Monday, April 9, 2007

A Little History.


August 2004 I was working a night shift, he came down stairs around 9pm and we started chatting. We had not spoke much to each other prior to this. All of a sudden it was 3:30am and we were still deep in conversation. We talked of our past, of our marriages, and our spouses. I said to him "the grass is never greener on the other side" I also said that night "sex is over rated"

This time in my life was very lonely. I had just had my job title and description change. I wasn't happy about this change at all. My marriage was dark and lonely. I just did what I had to do to keep everyone living under my roof happy. My thoughts, feelings and happiness never seemed to matter much.

That night we talked I felt something I hadn't felt in years and years. There was this spark, this chemistry. We completely and totally connected. There was no flirting, or talk that might be considered inappropriate. There was this unexplainable connection, and hours of great conversation. It was amazing to have someone actually hear what I was saying, and respond in a positive way. This was something I was lacking and missing in my marriage.

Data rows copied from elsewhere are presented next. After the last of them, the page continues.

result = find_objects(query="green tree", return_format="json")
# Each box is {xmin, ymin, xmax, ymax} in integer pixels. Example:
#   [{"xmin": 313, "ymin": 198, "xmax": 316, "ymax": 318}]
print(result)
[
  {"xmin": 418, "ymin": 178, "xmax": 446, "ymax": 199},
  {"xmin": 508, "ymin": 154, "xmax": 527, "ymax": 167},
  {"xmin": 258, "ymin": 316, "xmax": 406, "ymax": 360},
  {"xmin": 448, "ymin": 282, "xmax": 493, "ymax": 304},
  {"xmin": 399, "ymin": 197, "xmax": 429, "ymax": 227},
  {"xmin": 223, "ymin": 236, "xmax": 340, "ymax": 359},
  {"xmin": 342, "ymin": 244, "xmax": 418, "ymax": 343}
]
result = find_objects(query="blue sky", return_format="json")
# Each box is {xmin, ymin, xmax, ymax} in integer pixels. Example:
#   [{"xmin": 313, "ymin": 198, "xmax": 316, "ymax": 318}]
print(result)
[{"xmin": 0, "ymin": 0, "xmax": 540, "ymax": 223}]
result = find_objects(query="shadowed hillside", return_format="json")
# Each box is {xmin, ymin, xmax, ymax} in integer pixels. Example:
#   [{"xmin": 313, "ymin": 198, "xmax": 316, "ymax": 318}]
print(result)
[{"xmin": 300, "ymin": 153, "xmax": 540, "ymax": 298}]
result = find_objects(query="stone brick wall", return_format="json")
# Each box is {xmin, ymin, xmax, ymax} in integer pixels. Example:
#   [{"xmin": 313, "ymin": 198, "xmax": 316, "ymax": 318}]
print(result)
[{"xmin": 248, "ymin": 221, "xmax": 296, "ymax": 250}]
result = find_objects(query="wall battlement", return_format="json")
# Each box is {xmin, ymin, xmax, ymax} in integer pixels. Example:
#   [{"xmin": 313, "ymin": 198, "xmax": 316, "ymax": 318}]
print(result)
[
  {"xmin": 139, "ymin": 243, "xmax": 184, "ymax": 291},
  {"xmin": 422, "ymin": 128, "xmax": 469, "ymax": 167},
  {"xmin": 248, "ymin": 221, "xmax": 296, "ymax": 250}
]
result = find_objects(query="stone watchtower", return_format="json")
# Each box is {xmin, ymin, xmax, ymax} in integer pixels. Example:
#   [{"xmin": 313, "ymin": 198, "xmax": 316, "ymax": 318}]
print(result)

That night past and life continued on as normal. I would see him in passing and every time my heart would pound, and my face would flush. I started fantasizing about him. Spending time thinking about him and that night.

Christmas came and went, he invited my husband and I to his house for New Years Eve. I declined coming up with one excuse or another. I could not imagine being in his home with his wife. Even though nothing had happened I do think it would have been very uncomfortable.

His wife went away in the beginning January he called the office looking for a coworker. We were on the phone that night for over 3 hours, just chatting. He never did talk to that coworker. He asked for my email address so he could send me some information he had. The next day I received an email from him. I replied thanking him. Again it was all very innocent. After that week the emails started a few a week, again just chatting about life, nothing too personal. As friends we really clicked.

The emails became more and more frequent, until they were up to a few or more a day. Then the phone calls started here and there nothing too regular. He mentioned to me that he and some other people from work were going out and that I should join them. Neither one of us went out often, between work and family it was rare thing.

We went out that night, had many beverages. We were at the bar and there was a lot of people there, and at one point I was pushed into his back, the next thing you know we were randomly touching each other. We snuck out together early. We walked and talked and talked and walked. At one point we were holding hands and just talking. I of course had to much to drink which in turn makes me say too much. I told him of the attraction I had for him, and the fantasies I had had. He told me the same. He walked me all the way home and we were saying good bye, and he took me into his arms and kissed me. A kiss that I will never forget. I remember walking away feeling this incredible high. I was in ahhhh..

When I woke up the next morning, I was angry with myself for crossing that line. I was angry for telling him the things I did. I wanted to email him and tell him how sorry I was. I would sit down at the computer and start to type, but nothing sounded right. Nothing that day could undue what we did. He never sent me a email that day, which really added to that sick feeling I was having. I remember thinking I didn't want things to be weird between us.

Monday morning my phone rings, it was him. Saying all those things I was feeling. He was feeling them as well. He felt he pushed himself on me. I was feeling I pushed myself on him. We decided that day to never cross that line again and to remain as good friends. We really had leaned on each other over the last few months and both were grateful for the support. It sounded simple enough then.

1 comment:

Edtime Stories said...

Sometimes things grow on their own. I know the feeling.